Step-2: Install Shim
Add a small amount of gear oil in the shim pocket. Just a thin coating is all that is required; too much oil changes the assembled clutch pack height. Set the shim in place. This is the shim that may require adjustment if the clutch pack height is not correct. Unfortunately, to adjust this shim, means disassembling the unit and replacing the shim.
Step-3: Install Clutch Pack and Inner Plate Carrier
Place the clutch pack and inner plate carrier into the differential cover. Note that steel caps on the tabs are not used because the new Currie differential housings are made out of nodular iron, which is much stronger than the original Ford production pieces and therefore do not require the wear caps.
Step-4: Oil Clutch Pack and Inner Plate Carrier
Add some gear oil to the recessed surface. The side gear back face is in contact with this surface during operation.
Step-5: Set Side Gear into Position
Place the side gear in the pre-oiled recess with the toothed side up. The design of this fl at back surface is unique to the Traction-Lok differential. This completes the differential cover assembly process.
Case Halves Assembly Step by Step
Step-1: Gather all Components
I have found that it is best to place the cover assembly on the bench and carefully set the main differential housing on top of it. The grease on the main components side of the differential acts as an assembly aid to keep things together. Pay special attention to the three through holes on the main case because you need them to align with the small threaded holes on the cover. Here, these holes are on the same flange surface as the ring gear bolt holes (but have a larger diameter). You can see them at approximately 2, 7, and 10 o’clock.
Step-2: Bolt Differential Halves Together
Once you have the two halves together and the bolt holes line up, bolt them together. Use three countersunk headstyle bolts for this. Get all of the bolts started and then tighten them snugly in place.

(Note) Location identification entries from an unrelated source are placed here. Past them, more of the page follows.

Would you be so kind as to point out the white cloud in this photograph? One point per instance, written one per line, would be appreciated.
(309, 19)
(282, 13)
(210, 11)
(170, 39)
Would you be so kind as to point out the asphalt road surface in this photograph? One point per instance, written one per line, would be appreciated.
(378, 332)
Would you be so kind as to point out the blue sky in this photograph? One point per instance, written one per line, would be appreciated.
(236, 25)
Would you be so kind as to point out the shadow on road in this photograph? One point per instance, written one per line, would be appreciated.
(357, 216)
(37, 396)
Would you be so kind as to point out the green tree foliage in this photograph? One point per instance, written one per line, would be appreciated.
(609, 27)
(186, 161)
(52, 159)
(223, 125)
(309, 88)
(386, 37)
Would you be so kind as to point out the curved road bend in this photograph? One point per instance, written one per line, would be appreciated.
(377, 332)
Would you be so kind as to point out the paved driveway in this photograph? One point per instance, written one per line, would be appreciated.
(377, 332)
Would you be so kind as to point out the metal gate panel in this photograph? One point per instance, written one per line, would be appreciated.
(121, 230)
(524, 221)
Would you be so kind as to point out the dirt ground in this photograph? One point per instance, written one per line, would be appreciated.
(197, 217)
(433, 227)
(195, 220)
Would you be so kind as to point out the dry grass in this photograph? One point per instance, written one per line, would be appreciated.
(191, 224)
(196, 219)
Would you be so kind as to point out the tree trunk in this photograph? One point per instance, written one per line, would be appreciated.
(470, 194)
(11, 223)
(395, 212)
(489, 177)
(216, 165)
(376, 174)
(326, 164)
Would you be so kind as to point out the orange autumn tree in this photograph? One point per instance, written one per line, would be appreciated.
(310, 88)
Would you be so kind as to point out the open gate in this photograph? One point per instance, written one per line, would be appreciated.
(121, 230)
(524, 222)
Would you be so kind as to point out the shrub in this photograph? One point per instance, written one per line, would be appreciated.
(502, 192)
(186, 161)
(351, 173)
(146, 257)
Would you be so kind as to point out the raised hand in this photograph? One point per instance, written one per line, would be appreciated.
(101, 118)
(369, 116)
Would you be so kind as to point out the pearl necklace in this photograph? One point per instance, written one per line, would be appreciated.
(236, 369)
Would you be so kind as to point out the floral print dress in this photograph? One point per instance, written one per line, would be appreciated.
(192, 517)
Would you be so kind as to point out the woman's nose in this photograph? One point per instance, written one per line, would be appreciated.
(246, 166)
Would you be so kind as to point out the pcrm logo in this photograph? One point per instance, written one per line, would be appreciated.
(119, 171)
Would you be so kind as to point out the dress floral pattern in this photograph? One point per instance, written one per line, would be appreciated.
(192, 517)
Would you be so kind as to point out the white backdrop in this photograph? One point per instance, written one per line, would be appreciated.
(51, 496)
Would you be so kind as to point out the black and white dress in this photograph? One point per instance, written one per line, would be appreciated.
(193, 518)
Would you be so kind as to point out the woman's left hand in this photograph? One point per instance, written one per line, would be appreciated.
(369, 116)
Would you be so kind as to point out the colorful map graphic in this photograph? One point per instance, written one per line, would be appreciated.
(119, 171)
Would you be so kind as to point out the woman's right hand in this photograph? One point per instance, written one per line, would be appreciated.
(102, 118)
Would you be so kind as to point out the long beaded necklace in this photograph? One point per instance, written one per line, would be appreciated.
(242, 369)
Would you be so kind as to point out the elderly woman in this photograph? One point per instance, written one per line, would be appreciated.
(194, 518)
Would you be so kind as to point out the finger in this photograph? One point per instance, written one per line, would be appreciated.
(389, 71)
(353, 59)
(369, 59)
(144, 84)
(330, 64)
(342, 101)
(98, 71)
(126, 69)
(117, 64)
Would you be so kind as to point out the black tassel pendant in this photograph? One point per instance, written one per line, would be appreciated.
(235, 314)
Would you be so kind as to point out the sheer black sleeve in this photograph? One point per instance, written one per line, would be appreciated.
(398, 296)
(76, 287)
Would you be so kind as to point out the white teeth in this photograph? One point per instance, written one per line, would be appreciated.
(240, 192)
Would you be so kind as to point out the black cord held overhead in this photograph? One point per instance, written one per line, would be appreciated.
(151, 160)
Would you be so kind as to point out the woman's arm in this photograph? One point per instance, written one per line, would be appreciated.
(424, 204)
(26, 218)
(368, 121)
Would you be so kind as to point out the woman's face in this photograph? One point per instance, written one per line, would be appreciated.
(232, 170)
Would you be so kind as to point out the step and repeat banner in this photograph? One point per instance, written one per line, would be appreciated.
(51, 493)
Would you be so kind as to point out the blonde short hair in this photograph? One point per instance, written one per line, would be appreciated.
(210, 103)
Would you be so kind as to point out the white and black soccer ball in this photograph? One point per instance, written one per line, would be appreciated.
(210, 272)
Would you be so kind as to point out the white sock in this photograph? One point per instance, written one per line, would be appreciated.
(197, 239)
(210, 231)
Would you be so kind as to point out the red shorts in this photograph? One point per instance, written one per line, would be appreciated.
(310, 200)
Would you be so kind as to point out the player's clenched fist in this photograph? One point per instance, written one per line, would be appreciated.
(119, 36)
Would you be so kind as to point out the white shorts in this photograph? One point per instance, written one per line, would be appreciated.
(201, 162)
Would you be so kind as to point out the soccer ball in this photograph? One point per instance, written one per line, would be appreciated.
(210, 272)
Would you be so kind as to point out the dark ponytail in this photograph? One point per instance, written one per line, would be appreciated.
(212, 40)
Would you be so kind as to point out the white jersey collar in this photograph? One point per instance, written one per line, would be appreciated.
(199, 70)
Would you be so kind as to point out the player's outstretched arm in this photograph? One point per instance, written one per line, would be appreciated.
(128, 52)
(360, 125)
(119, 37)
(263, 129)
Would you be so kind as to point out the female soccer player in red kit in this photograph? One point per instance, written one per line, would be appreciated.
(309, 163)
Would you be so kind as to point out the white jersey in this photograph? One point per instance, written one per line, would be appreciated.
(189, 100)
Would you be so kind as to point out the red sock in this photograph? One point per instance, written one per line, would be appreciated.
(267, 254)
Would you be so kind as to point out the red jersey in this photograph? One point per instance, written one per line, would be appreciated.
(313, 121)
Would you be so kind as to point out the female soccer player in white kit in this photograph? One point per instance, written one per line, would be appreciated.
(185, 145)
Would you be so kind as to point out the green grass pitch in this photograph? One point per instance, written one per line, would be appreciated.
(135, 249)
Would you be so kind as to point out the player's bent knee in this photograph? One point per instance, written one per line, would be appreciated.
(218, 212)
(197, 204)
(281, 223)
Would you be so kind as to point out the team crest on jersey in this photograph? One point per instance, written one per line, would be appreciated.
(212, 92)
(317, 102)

Step-3: Press Case Halves Together
Since the clutch pack is preloaded, use a press to overcome that preload and press the two case halves together. While still in the press, tighten the three bolts securely. Using a press really makes this step simple as it can be easy to strip the Allen-head bolts depending on the amount of clutch pack preload.
Step-4: Check Preload
Check the preload torque and make adjustments to the shim as required. The nominal shim is .050 inch thick. This homemade tool (left) is made from an old socket along with steel straps and bolts. Depending on the application, the preload torque is between 100 and 250 ft-lbs for new plates. This is a wide range but the torque may fluctuate by as much as 40 ft-lbs. The tool is designed to straddle the bearing journal on the differential case (right) and allow you to rotate the differential case through the ring gear bolt holes. Use a torque wrench to check the preload (or break-away torque) of the clutch pack along with the torque required to keep the gear moving steadily. You want a running torque value of 75 ft-lbs for used plates and 155 to 195 ft-lbs for new plates. If it’s too tight, the tires skid during turn events and if it’s too loose, you may have the dreaded single-wheel peel before the gear-separating force comes into play.

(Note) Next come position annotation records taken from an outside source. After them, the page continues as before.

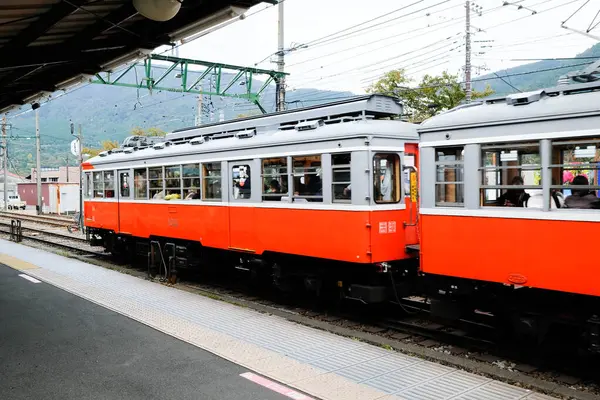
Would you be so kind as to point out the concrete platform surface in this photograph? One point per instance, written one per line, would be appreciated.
(55, 345)
(318, 363)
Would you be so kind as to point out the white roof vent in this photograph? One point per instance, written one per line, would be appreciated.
(161, 145)
(245, 134)
(518, 99)
(309, 125)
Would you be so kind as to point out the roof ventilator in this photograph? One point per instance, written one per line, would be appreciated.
(161, 145)
(518, 99)
(309, 125)
(245, 134)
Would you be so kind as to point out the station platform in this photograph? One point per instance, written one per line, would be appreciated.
(317, 364)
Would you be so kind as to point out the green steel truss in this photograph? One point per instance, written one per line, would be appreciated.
(243, 76)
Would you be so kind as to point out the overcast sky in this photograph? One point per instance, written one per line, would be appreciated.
(423, 36)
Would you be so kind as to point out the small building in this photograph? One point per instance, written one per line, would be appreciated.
(66, 174)
(57, 198)
(11, 185)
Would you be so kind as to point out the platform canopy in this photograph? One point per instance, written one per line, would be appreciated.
(50, 45)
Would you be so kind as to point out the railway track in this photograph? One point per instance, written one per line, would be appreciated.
(44, 219)
(414, 328)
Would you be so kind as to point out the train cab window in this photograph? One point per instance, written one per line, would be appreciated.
(173, 182)
(124, 191)
(191, 181)
(307, 182)
(140, 184)
(386, 178)
(449, 184)
(241, 183)
(511, 175)
(575, 173)
(109, 184)
(98, 182)
(274, 178)
(340, 184)
(211, 181)
(156, 183)
(88, 185)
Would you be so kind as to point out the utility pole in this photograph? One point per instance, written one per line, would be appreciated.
(80, 161)
(5, 161)
(280, 87)
(468, 54)
(38, 158)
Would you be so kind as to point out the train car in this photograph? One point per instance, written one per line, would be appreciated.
(320, 193)
(509, 210)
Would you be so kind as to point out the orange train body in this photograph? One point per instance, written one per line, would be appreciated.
(351, 236)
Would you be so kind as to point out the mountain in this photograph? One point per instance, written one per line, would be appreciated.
(523, 79)
(111, 112)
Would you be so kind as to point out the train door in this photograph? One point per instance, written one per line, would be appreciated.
(244, 187)
(411, 193)
(123, 196)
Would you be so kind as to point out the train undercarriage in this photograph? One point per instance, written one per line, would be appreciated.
(524, 314)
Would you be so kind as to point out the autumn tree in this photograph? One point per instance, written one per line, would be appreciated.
(431, 96)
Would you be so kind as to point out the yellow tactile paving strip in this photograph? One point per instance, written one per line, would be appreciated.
(16, 263)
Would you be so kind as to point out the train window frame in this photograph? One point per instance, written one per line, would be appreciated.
(237, 180)
(159, 185)
(190, 178)
(176, 169)
(278, 176)
(396, 192)
(89, 189)
(513, 152)
(301, 172)
(98, 185)
(144, 181)
(337, 168)
(584, 147)
(122, 188)
(206, 176)
(109, 184)
(458, 165)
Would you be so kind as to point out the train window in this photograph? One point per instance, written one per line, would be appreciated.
(386, 178)
(340, 184)
(88, 185)
(575, 170)
(173, 182)
(307, 182)
(124, 184)
(241, 181)
(98, 185)
(274, 178)
(109, 184)
(156, 183)
(449, 185)
(191, 181)
(140, 183)
(211, 181)
(505, 166)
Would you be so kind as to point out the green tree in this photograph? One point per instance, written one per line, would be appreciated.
(432, 95)
(105, 145)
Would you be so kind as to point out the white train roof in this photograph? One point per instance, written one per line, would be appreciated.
(266, 140)
(567, 101)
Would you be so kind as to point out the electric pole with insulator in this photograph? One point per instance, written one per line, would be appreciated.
(280, 86)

Step-5: Align Side Gear and Inner Plate Carrier
Line up the side gear and inner plate carrier because these have separate splines. This photo shows the splines out of position, making it impossible to install the axle shaft later.
Step-6: Index Teeth for Alignment
This photo shows that I have indexed the unit to have the teeth perfectly in alignment. Although this is a very simple step, it’s often overlooked. Of course, if it is forgotten, you can just slightly rotate the axle shaft on the opposite side relative to the ring gear, but you must install the other axle shaft first. It is much easier to do it now. Also, if you forget about this, you may be tempted to draw in the axle shaft with the T-bolts, and that creates a huge problem.